For nearly three minutes, Tony stared at nothing. The words he had heard repeated themselves over and over in his brain, and despite that part of him was dancing with joy, a cold shiver went down his back.

I'm sorry for this. Goodbye, Tony.

"Oh hell no," Tony muttered, eyes widening, "JARVIS, where was that phone call from exactly?" He watched with horror as the map of the US was narrowed in more and more until it was focused on the Triskelion. Oh no, this was bad. This was very, very bad.

JARVIS switched to a live feed unasked. Three helicarriers emerged from under the Potomac, that Tony had helped build, and he cursed himself for it now. Without meaning to he had helped the enemy.

Then what could only be called a battle started and Tony watched with fascination. Red, white, and blue were easy to pick out on the deck of one carrier while another failed to deal with a guy with mechanical wings. There was no other support that he could see, and he wondered where Natasha was. She was still alive and fighting, right? Awe and appreciation filled Tony even as he was washed over with guilt, watching the men jump and fly from one carrier to another. They were pursued by planes, attacked by guards, and eventually even engaged by what could only be Barnes. No, not Barnes, the Winter Soldier. Barnes didn't exist anymore.

Arguably the worst part was that all Tony could do nothing but feel for a stool, sit down, and watch. He didn't have a suit and couldn't get to DC in time to make a difference even if he did.

All three helicarriers went down and Tony felt vicious satisfaction. Take that, HYDRA.

JARVIS chose to inform him then that even more information was being dumped on the internet than what he had.
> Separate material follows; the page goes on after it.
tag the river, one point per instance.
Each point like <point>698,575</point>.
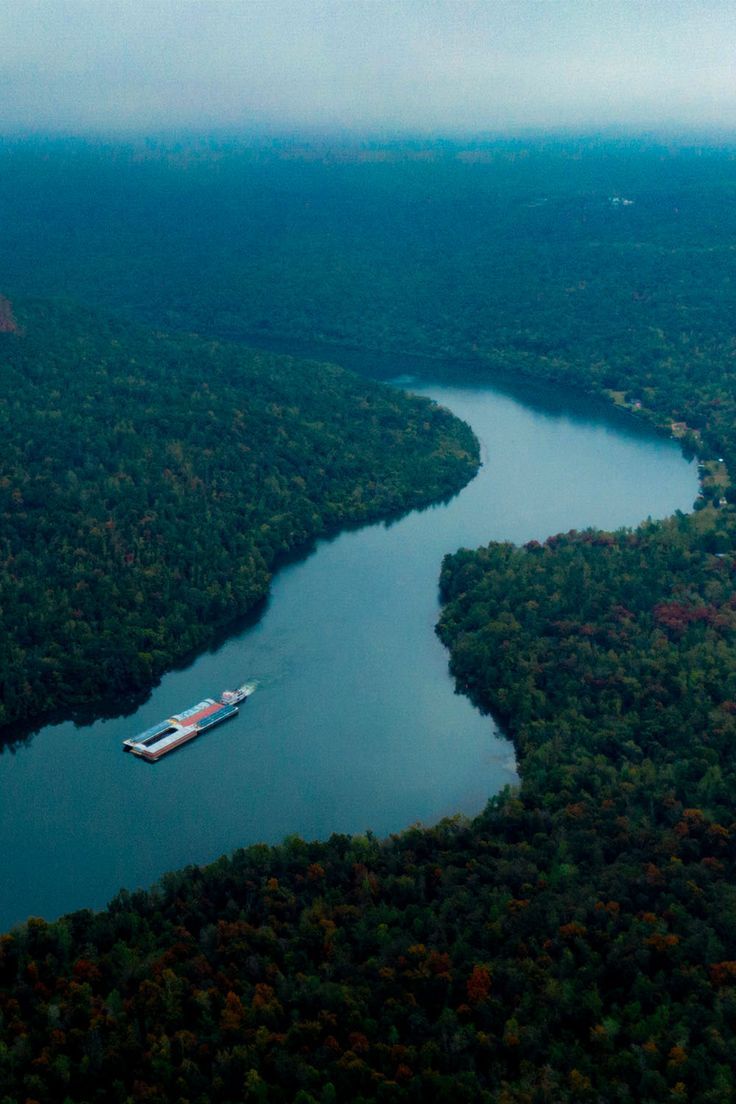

It was coming straight from SHIELD headquarters. Natasha, Tony thought with relief, and started collecting copies of everything.

Later that day he was told that Steve was in the hospital. He'd been beaten shot, stabbed, beaten unconscious, and nearly drowned. There was only one person who could have done that to the world's first superhero.

Despite his issues, Tony was still as hopelessly in love with Steve as ever. And that news was unbearable to hear. "JARVIS, start tracking the Winter Soldier," he ordered coolly and began tracing over maps of the area with his own eyes.

It wasn't a good idea. It was a very bad idea, in fact. But there was no way in hell that Tony was going to let the Winter Soldier get away with what he'd done.